# Ok to leave, but don't return.



## CQB (Apr 18, 2014)

Jordanian Islamist Ahmad Mahmoud fought with rebels in Syria for six weeks earlier this year, then slipped back across the border to seek treatment for a war wound - even though the authorities had warned him not to return.

Within a week the bearded 23-year-old fighter found himself in the dock at a military court, facing terrorism charges filed by authorities who are taking an increasingly tough stance against homegrown militants fighting in Syria’s civil war.

http://www.matthewaid.com/post/83082164514/jordanian-government-warning-jordanian-jihadis-in-syria


----------



## Centermass (Apr 18, 2014)

He probably thought they were bluffing. 

Looks like he found out otherwise.


----------



## CQB (Apr 18, 2014)

True, there seems to be a trend towards this kind of solution, or variations of it.


----------



## DA SWO (Apr 18, 2014)

Jordan just used Fighters to bomb a convoy crossing in from Syria.  
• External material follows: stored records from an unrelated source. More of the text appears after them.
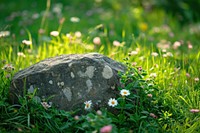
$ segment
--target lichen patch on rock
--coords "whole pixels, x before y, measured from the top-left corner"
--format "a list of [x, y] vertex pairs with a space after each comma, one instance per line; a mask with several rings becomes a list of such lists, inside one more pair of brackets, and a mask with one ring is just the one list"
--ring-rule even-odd
[[[12, 79], [10, 101], [18, 102], [24, 88], [37, 101], [50, 98], [52, 106], [71, 111], [92, 100], [95, 108], [105, 107], [120, 85], [118, 71], [125, 66], [98, 53], [61, 55], [40, 61], [19, 71]], [[40, 89], [39, 89], [40, 88]], [[101, 104], [98, 104], [101, 101]]]
[[105, 65], [103, 68], [102, 76], [105, 79], [110, 79], [113, 76], [113, 71], [108, 65]]

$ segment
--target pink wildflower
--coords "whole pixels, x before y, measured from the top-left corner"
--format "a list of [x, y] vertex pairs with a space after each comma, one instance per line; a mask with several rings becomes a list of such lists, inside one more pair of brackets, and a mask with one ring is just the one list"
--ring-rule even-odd
[[156, 116], [154, 113], [150, 113], [149, 114], [151, 117], [153, 117], [153, 118], [158, 118], [158, 116]]
[[100, 133], [111, 133], [111, 131], [112, 131], [111, 125], [104, 126], [100, 129]]

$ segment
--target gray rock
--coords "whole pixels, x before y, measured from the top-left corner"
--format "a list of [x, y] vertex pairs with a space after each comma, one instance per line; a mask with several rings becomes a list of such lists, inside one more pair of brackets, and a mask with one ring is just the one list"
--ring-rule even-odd
[[58, 109], [84, 109], [89, 100], [94, 109], [106, 107], [120, 85], [118, 71], [125, 71], [125, 66], [98, 53], [48, 58], [15, 74], [10, 100], [17, 103], [24, 90], [37, 89], [37, 101], [48, 100]]

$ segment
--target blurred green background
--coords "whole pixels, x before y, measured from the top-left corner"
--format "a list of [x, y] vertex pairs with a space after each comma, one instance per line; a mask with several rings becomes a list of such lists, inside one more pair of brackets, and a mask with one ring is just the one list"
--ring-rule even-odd
[[[169, 18], [178, 21], [171, 26], [193, 25], [199, 22], [199, 7], [199, 0], [51, 0], [47, 9], [46, 0], [1, 0], [0, 31], [11, 31], [13, 38], [20, 42], [27, 38], [28, 30], [37, 42], [40, 29], [44, 29], [43, 39], [48, 40], [45, 35], [52, 30], [63, 33], [79, 30], [87, 35], [88, 29], [103, 24], [109, 27], [108, 32], [122, 40], [123, 30], [127, 35], [138, 36], [141, 28], [146, 31], [145, 28], [176, 22], [170, 22]], [[71, 17], [78, 17], [80, 22], [71, 22]], [[61, 26], [63, 18], [65, 22]]]

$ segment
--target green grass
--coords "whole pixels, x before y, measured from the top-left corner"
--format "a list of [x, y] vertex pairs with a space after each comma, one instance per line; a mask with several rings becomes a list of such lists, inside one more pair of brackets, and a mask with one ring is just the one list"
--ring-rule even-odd
[[[131, 6], [128, 1], [123, 4], [112, 0], [100, 3], [93, 0], [67, 1], [60, 4], [51, 1], [49, 7], [45, 2], [37, 1], [21, 0], [20, 6], [15, 3], [3, 1], [0, 8], [4, 11], [0, 17], [0, 31], [11, 32], [8, 37], [0, 37], [0, 67], [3, 68], [8, 63], [15, 67], [12, 72], [0, 70], [1, 132], [91, 132], [99, 131], [105, 125], [112, 125], [113, 132], [200, 131], [200, 113], [190, 112], [191, 109], [200, 109], [200, 82], [197, 81], [200, 78], [198, 24], [181, 26], [175, 18], [161, 9], [147, 11], [137, 4]], [[56, 13], [56, 7], [61, 12]], [[24, 10], [27, 11], [23, 13]], [[19, 15], [9, 20], [13, 12], [18, 12]], [[42, 15], [45, 12], [49, 15]], [[39, 17], [33, 19], [31, 16], [35, 13]], [[79, 17], [80, 22], [71, 22], [70, 18], [73, 16]], [[64, 23], [59, 23], [62, 18], [65, 18]], [[43, 29], [44, 33], [38, 33], [39, 29]], [[59, 31], [59, 36], [51, 36], [50, 32], [53, 30]], [[76, 31], [80, 31], [82, 36], [75, 36]], [[66, 33], [71, 35], [70, 38]], [[101, 38], [101, 45], [93, 43], [94, 37]], [[22, 44], [24, 39], [31, 40], [32, 44]], [[114, 46], [115, 40], [121, 46]], [[173, 48], [176, 41], [181, 42], [181, 45]], [[158, 43], [169, 44], [169, 48], [163, 52]], [[188, 48], [189, 43], [193, 48]], [[18, 52], [23, 52], [25, 57], [18, 56]], [[127, 115], [127, 112], [130, 113], [129, 109], [124, 110], [126, 115], [122, 117], [111, 114], [108, 108], [102, 109], [101, 115], [92, 111], [76, 120], [76, 111], [65, 112], [54, 107], [46, 110], [31, 98], [28, 99], [31, 96], [19, 98], [19, 105], [9, 104], [9, 85], [17, 71], [48, 57], [88, 52], [99, 52], [120, 62], [128, 57], [130, 64], [135, 63], [134, 69], [142, 67], [146, 71], [145, 79], [152, 79], [150, 75], [156, 73], [157, 76], [153, 78], [157, 89], [153, 92], [153, 103], [156, 106], [145, 105], [144, 100], [145, 104], [136, 105], [139, 111], [131, 112], [131, 116]], [[152, 56], [152, 52], [158, 53], [158, 56]], [[172, 56], [163, 57], [166, 53]], [[131, 70], [128, 74], [131, 74]], [[144, 94], [138, 95], [146, 99]], [[134, 110], [135, 107], [131, 109]], [[150, 112], [144, 111], [153, 111], [158, 118], [153, 119], [149, 117]], [[125, 118], [124, 123], [127, 125], [116, 120]], [[128, 125], [129, 122], [135, 122], [135, 125]]]

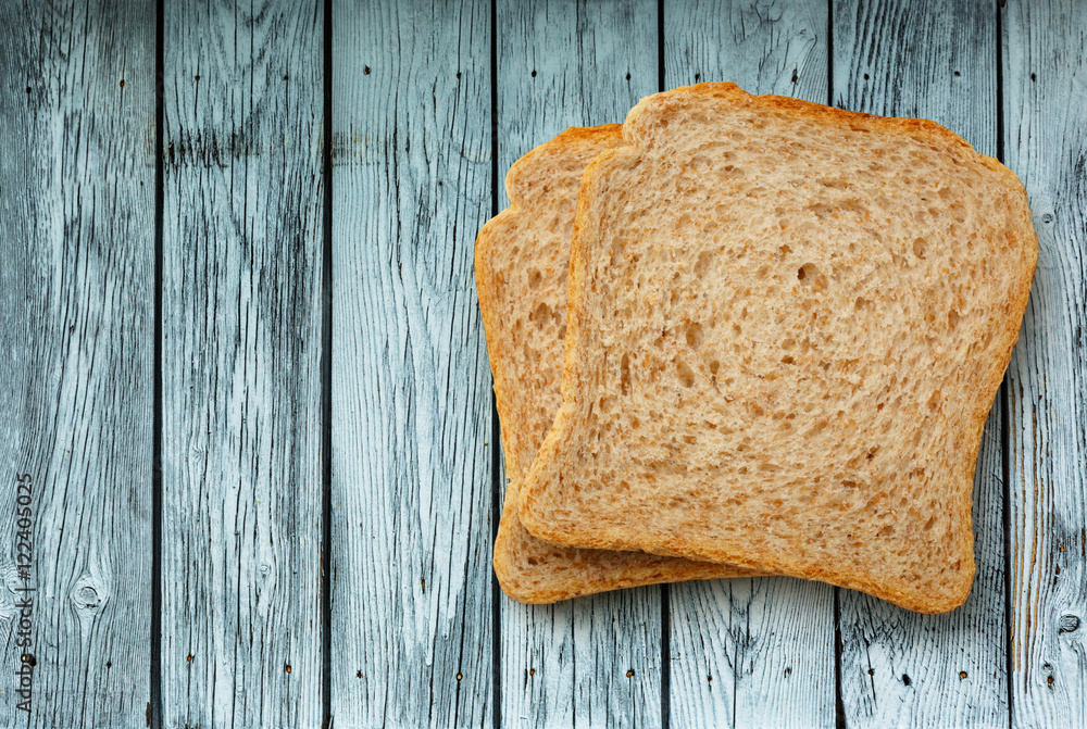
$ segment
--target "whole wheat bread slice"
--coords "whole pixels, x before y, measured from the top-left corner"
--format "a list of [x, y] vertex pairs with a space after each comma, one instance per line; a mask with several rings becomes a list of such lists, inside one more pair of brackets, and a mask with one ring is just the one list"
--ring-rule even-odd
[[1019, 178], [932, 122], [732, 84], [649, 97], [623, 136], [583, 178], [522, 521], [960, 605], [1038, 251]]
[[567, 129], [522, 158], [505, 178], [511, 206], [476, 241], [479, 307], [510, 478], [495, 571], [502, 590], [525, 603], [749, 574], [708, 562], [555, 546], [529, 535], [517, 518], [522, 477], [561, 400], [570, 235], [582, 173], [599, 152], [622, 143], [620, 128]]

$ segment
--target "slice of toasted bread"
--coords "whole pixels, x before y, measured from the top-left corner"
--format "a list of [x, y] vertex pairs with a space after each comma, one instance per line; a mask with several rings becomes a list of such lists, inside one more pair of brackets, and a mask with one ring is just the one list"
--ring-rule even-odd
[[555, 546], [529, 535], [517, 518], [522, 477], [559, 410], [570, 234], [582, 173], [599, 152], [622, 143], [620, 129], [567, 129], [522, 158], [505, 178], [511, 206], [476, 240], [479, 309], [510, 478], [495, 571], [502, 590], [525, 603], [750, 574], [709, 562]]
[[623, 136], [583, 178], [524, 525], [960, 605], [1038, 252], [1019, 178], [932, 122], [733, 84], [649, 97]]

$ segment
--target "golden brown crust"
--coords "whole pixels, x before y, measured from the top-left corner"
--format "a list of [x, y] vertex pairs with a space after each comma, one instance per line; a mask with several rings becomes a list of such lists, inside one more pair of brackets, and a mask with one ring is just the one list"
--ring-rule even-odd
[[[488, 221], [476, 238], [475, 269], [479, 310], [487, 332], [495, 395], [502, 424], [505, 467], [510, 477], [505, 503], [495, 541], [493, 567], [499, 585], [510, 598], [522, 603], [545, 604], [585, 594], [638, 587], [658, 582], [690, 579], [749, 576], [744, 569], [704, 561], [662, 557], [637, 551], [594, 551], [545, 545], [522, 527], [518, 512], [520, 482], [523, 478], [521, 454], [534, 448], [526, 424], [515, 412], [513, 393], [525, 387], [524, 378], [510, 372], [511, 353], [499, 342], [503, 322], [498, 299], [500, 272], [495, 268], [495, 255], [508, 247], [520, 226], [530, 224], [526, 213], [538, 212], [549, 200], [532, 189], [530, 180], [557, 158], [570, 155], [578, 146], [591, 148], [591, 153], [621, 143], [621, 125], [571, 127], [554, 139], [535, 148], [518, 160], [507, 174], [505, 186], [510, 208]], [[541, 199], [529, 199], [534, 193]], [[522, 579], [530, 576], [530, 580]]]
[[[704, 98], [705, 96], [726, 99], [730, 104], [752, 106], [767, 113], [783, 113], [798, 120], [817, 121], [821, 124], [833, 124], [836, 126], [878, 129], [884, 133], [909, 135], [914, 138], [920, 137], [926, 140], [942, 142], [947, 147], [948, 153], [961, 154], [973, 161], [980, 161], [986, 167], [1004, 177], [1004, 181], [1009, 187], [1017, 190], [1022, 200], [1023, 215], [1022, 225], [1019, 229], [1023, 231], [1026, 238], [1016, 242], [1029, 252], [1029, 260], [1025, 261], [1026, 265], [1023, 265], [1019, 269], [1019, 276], [1012, 287], [1015, 293], [1005, 307], [1005, 320], [1014, 322], [1014, 326], [1000, 332], [1002, 341], [1001, 347], [998, 348], [1001, 352], [999, 367], [992, 368], [991, 375], [985, 381], [978, 384], [975, 399], [977, 407], [969, 414], [969, 422], [965, 428], [963, 428], [967, 433], [967, 438], [970, 438], [970, 442], [963, 449], [963, 452], [972, 453], [976, 458], [980, 445], [982, 431], [992, 402], [992, 397], [999, 388], [1003, 372], [1011, 357], [1012, 348], [1019, 337], [1019, 322], [1022, 320], [1023, 312], [1026, 309], [1026, 301], [1029, 296], [1030, 282], [1034, 277], [1034, 268], [1037, 260], [1037, 239], [1034, 236], [1030, 225], [1025, 191], [1019, 178], [998, 161], [975, 152], [973, 147], [961, 137], [934, 122], [872, 116], [784, 97], [754, 97], [742, 91], [735, 84], [700, 84], [644, 99], [630, 111], [624, 124], [623, 135], [627, 146], [598, 155], [586, 168], [582, 183], [582, 194], [578, 200], [571, 249], [567, 310], [569, 328], [566, 356], [563, 364], [563, 405], [555, 417], [551, 432], [545, 440], [533, 468], [526, 476], [523, 493], [521, 494], [521, 521], [532, 533], [557, 544], [603, 550], [645, 550], [655, 554], [711, 560], [754, 570], [820, 579], [841, 587], [859, 589], [920, 613], [942, 613], [953, 609], [961, 605], [969, 595], [975, 571], [971, 521], [973, 458], [964, 458], [958, 469], [959, 473], [952, 475], [952, 478], [958, 481], [957, 492], [962, 495], [957, 501], [954, 511], [957, 512], [957, 521], [960, 525], [957, 552], [963, 564], [963, 579], [960, 583], [953, 586], [952, 589], [949, 589], [946, 594], [936, 596], [919, 596], [894, 585], [882, 582], [876, 577], [863, 571], [830, 570], [823, 565], [813, 565], [810, 561], [798, 560], [792, 554], [753, 554], [737, 549], [723, 549], [712, 542], [700, 541], [697, 537], [672, 536], [665, 539], [644, 533], [632, 533], [629, 530], [602, 521], [596, 521], [591, 525], [571, 525], [564, 523], [560, 528], [548, 518], [554, 504], [548, 501], [553, 495], [546, 491], [540, 483], [545, 465], [557, 458], [562, 444], [571, 438], [576, 437], [573, 418], [576, 412], [575, 401], [582, 390], [580, 367], [584, 363], [583, 354], [585, 347], [583, 327], [586, 317], [584, 299], [588, 261], [587, 247], [592, 242], [591, 235], [588, 231], [597, 223], [592, 200], [599, 194], [604, 175], [614, 166], [616, 160], [652, 149], [655, 143], [653, 135], [667, 134], [666, 131], [662, 133], [648, 128], [653, 121], [659, 120], [670, 111], [682, 106], [692, 99]], [[646, 113], [647, 109], [652, 109], [652, 114]], [[650, 116], [652, 118], [649, 118]]]

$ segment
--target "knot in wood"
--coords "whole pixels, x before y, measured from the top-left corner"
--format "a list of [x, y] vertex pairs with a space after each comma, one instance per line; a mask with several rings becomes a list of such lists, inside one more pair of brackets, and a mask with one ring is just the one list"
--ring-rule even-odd
[[108, 599], [102, 586], [98, 585], [89, 575], [84, 575], [76, 580], [75, 587], [72, 589], [72, 604], [80, 616], [92, 617], [97, 615]]

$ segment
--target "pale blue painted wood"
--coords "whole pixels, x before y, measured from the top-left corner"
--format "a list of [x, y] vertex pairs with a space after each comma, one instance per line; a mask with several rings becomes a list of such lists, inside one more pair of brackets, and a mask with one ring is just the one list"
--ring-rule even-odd
[[492, 722], [490, 12], [333, 7], [335, 727]]
[[322, 3], [164, 10], [163, 726], [314, 728]]
[[0, 3], [0, 726], [142, 727], [154, 5]]
[[[665, 3], [665, 86], [729, 80], [825, 103], [826, 11], [808, 0]], [[763, 577], [671, 590], [671, 726], [834, 726], [834, 588]]]
[[[933, 120], [979, 152], [997, 153], [991, 2], [836, 0], [833, 17], [836, 105]], [[998, 406], [976, 472], [977, 574], [966, 604], [927, 616], [841, 591], [841, 696], [850, 726], [1007, 724], [1000, 428]]]
[[1008, 373], [1015, 727], [1087, 726], [1087, 4], [1009, 0], [1004, 154], [1040, 253]]
[[[570, 126], [658, 90], [655, 0], [500, 0], [498, 180]], [[504, 494], [503, 494], [504, 495]], [[502, 726], [661, 724], [661, 588], [522, 605], [499, 595]]]

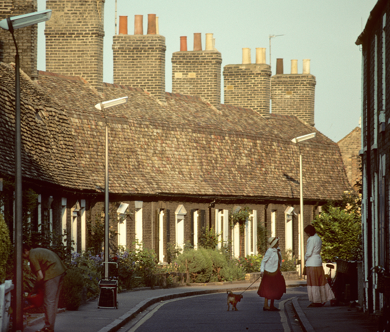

They must feel they "Arab Spring" is a threat to the Kingdom.


----------



## CQB (Apr 18, 2014)

That is mentioned in the article. We've lost a couple from here but they weren't fighting (bullshit) just providing humanitarian aid (more bullshit).  A couple have been prevented from leaving as well and the inspirational sheik who convinced them to go was brought to book.


----------



## Kraut783 (Apr 18, 2014)

Now, if Turkey would do the same thing  :whatever:


----------